Sir Cecil Spring-Rice, GCMG,
GCVO
Sir Cecil Arthur Spring-Rice
GCMG GCVO (27
February 1859 – 14
February 1918), was an English
diplomat who served as
British Ambassador to the United
States from 1912 to 1918.
Early life
Spring-Rice was the son of Hon. Thomas William Spring Rice, second
son of the prominent
Whig politician
and former
Chancellor of the
Exchequer Thomas Spring
Rice, 1st Baron Monteagle of Brandon.
He was educated at
Eton
and Balliol College,
Oxford
.

Cecil Spring-Rice as a young
man.
Career
Spring-Rice went on to become the British
Chargé d'Affaires in Tehran
(1900),
Commissioner of Public Debt in Cairo
(1901) and
Chargé d'Affaires in St. Petersburg
(1903). He later served in Persia
(1906) and
Sweden
(1908) before his appointment as ambassador to the United States
in 1912. He was abruptly recalled in a one-line
telegram, and died in Ottawa
shortly
thereafter, where he is buried in Beechwood Cemetery.
According to
Edmund Morris,
in his
The Rise of
Theodore Roosevelt, "Spring-Rice was a born diplomat [who]

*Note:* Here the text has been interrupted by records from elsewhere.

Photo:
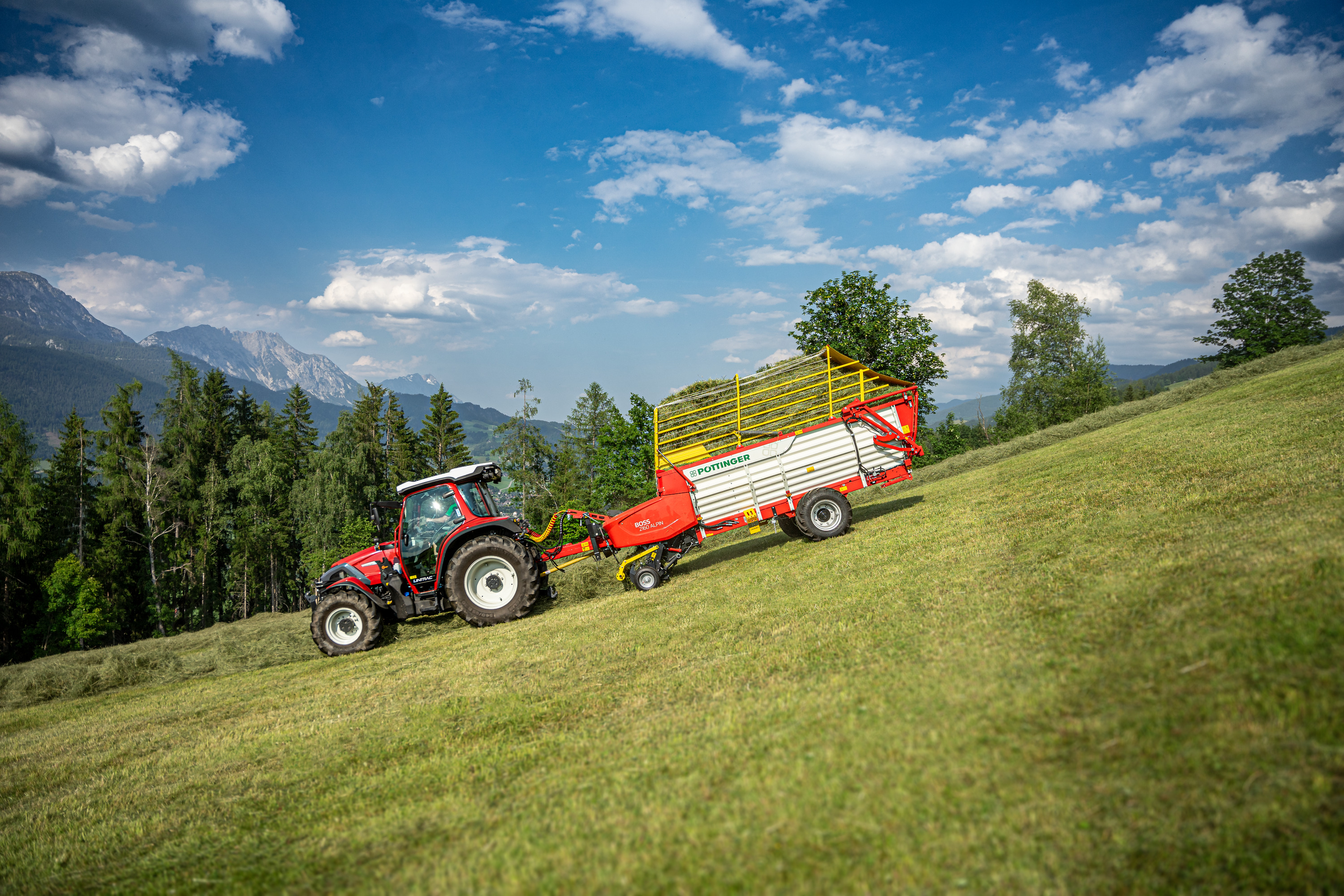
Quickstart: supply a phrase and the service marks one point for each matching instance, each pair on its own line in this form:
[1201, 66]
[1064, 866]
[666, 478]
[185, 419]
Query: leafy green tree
[862, 322]
[624, 460]
[297, 433]
[523, 453]
[74, 612]
[19, 527]
[1058, 374]
[1266, 307]
[441, 436]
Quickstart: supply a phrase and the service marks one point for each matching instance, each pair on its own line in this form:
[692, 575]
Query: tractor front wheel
[346, 622]
[492, 579]
[824, 513]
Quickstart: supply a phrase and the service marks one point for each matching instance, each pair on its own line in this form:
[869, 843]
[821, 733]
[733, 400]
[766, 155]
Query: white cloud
[941, 220]
[1070, 74]
[1073, 199]
[670, 27]
[814, 160]
[854, 50]
[351, 338]
[740, 299]
[795, 89]
[750, 117]
[142, 296]
[1236, 89]
[636, 307]
[105, 224]
[1076, 198]
[1031, 224]
[795, 10]
[851, 109]
[1136, 205]
[116, 123]
[470, 18]
[990, 197]
[1232, 89]
[478, 288]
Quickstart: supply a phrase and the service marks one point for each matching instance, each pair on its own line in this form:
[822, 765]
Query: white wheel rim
[824, 515]
[345, 626]
[491, 582]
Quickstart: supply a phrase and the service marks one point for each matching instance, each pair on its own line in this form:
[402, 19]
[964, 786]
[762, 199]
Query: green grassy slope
[1112, 664]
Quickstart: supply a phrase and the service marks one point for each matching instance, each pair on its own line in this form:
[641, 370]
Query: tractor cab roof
[470, 473]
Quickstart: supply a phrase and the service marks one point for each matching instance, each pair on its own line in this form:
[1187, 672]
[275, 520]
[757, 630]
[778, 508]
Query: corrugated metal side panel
[784, 465]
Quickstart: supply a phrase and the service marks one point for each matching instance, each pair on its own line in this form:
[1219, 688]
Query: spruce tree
[119, 562]
[69, 491]
[297, 431]
[593, 413]
[404, 450]
[19, 530]
[1266, 307]
[441, 436]
[217, 420]
[369, 433]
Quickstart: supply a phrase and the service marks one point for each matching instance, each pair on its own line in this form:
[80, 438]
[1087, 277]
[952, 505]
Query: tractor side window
[472, 495]
[429, 517]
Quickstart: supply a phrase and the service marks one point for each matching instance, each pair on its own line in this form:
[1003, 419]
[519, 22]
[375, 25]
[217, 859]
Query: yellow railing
[748, 409]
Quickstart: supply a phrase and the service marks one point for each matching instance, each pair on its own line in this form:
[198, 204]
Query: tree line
[236, 507]
[1060, 374]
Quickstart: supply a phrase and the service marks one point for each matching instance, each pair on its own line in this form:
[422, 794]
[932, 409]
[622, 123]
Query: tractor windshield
[429, 517]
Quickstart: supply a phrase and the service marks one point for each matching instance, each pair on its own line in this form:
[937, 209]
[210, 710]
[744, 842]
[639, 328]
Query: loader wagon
[785, 448]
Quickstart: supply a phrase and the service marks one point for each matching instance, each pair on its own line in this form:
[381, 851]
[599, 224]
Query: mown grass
[1113, 664]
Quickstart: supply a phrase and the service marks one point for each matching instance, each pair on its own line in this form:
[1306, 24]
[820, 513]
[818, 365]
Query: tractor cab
[435, 509]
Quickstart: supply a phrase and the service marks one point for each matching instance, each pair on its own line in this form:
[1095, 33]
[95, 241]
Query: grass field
[1109, 664]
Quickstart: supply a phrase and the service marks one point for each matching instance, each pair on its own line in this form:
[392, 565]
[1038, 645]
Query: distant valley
[54, 355]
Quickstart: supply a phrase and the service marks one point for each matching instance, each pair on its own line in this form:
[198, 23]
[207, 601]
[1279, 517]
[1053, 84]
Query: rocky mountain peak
[31, 300]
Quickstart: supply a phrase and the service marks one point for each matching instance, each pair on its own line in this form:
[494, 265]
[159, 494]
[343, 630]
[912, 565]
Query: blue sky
[640, 193]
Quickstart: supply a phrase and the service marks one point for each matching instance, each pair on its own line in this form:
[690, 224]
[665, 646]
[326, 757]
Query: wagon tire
[492, 579]
[824, 513]
[346, 622]
[647, 575]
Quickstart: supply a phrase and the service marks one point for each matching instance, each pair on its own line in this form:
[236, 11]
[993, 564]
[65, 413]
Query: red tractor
[455, 551]
[784, 448]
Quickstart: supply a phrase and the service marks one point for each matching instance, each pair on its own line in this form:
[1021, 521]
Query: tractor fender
[499, 526]
[350, 582]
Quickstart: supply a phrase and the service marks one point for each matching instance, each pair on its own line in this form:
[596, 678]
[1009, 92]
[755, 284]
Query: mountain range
[263, 358]
[54, 355]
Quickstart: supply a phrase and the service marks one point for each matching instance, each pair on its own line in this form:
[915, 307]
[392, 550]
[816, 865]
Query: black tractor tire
[346, 622]
[824, 513]
[646, 575]
[492, 579]
[791, 527]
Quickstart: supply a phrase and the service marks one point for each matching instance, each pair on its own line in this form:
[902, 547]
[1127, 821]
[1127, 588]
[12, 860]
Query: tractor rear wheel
[824, 513]
[492, 579]
[346, 622]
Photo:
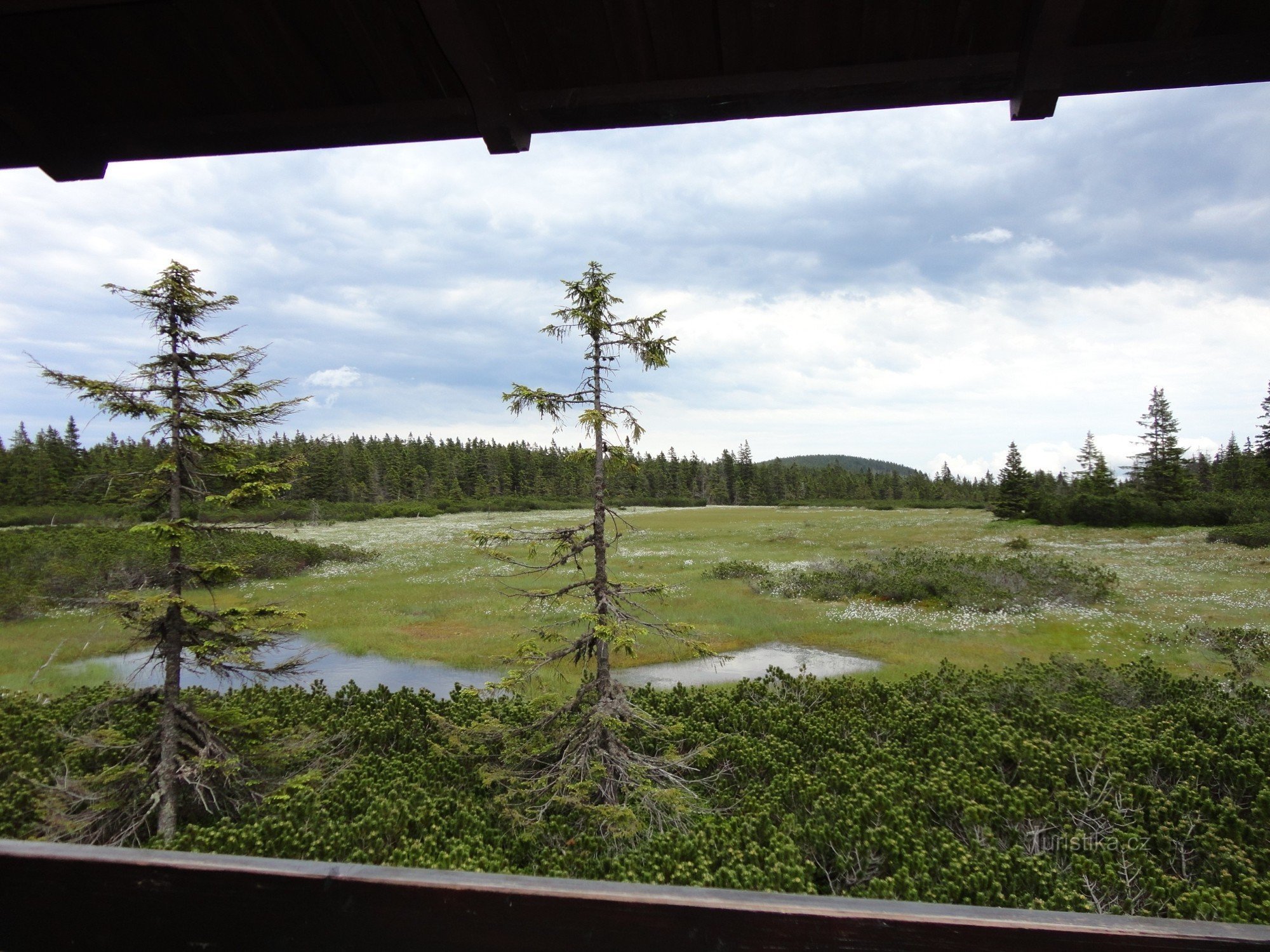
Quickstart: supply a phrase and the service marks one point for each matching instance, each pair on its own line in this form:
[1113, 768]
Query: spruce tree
[1095, 475]
[1263, 444]
[578, 755]
[199, 398]
[1014, 488]
[1159, 470]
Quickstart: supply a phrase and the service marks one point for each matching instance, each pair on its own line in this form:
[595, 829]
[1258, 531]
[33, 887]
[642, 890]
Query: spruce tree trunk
[604, 680]
[171, 645]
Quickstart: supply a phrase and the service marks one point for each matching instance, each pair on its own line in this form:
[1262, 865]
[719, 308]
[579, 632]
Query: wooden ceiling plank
[500, 117]
[632, 41]
[1039, 79]
[425, 56]
[58, 163]
[1179, 20]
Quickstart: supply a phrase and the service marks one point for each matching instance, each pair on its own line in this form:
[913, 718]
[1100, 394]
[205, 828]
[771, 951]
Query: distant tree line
[54, 468]
[1163, 487]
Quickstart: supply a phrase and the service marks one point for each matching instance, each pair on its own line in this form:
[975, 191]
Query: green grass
[432, 596]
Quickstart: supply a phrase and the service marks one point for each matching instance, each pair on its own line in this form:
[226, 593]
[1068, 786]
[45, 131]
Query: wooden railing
[95, 898]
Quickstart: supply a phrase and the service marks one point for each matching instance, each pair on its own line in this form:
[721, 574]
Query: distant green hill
[852, 464]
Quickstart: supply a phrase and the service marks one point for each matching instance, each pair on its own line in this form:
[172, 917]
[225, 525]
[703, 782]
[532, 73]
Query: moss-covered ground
[431, 595]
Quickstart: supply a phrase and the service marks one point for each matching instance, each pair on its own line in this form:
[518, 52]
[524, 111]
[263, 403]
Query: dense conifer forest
[53, 468]
[51, 475]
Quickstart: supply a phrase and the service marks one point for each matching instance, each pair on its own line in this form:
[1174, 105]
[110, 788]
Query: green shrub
[987, 583]
[1253, 536]
[44, 567]
[1059, 786]
[736, 569]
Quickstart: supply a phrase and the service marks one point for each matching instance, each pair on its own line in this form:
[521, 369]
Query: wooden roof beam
[500, 117]
[59, 164]
[1039, 77]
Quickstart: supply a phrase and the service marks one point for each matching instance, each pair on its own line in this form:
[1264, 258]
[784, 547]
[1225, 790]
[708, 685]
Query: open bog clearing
[432, 596]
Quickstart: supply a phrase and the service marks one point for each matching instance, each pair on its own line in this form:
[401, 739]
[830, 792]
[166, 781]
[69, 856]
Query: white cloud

invariably picked out and cultivated the most important person in
any place." He was well respected in London's diplomatic circles.
Further, "he was one of [President]
Theodore Roosevelt's most ardent and
loyal admirers" and acted as Roosevelt's best man in Roosevelt's
wedding to Edith Carrow. Spring-Rice memorably remarked about
Roosevelt: "You must remember that the president is about six."
However he seems to have been unable to turn these earlier close
links to the administration to a relationship of use to his
government.
Spring-Rice had earned the enmity of his
government after becoming paranoid - seeing German
spies everywhere - and also because of his immense
dislike of any British visitors to Washington
that were not under the control of his embassy.
The US found him obstructive and his description of
Woodrow Wilson as a "mysterious personage"
doesn't suggest a particularly close relationship.
Health
Spring-Rice suffered from
Graves'
disease
Writings
He wrote the present text for the legendary
hymn I Vow to
Thee My Country, which can now be found in many British
Hymn books, revising a poem of his own, about the same time. He was
a close friend of
Sir
Ignatius Valentine Chirol, a British journalist and later
diplomat, with whom he corresponded with for many years.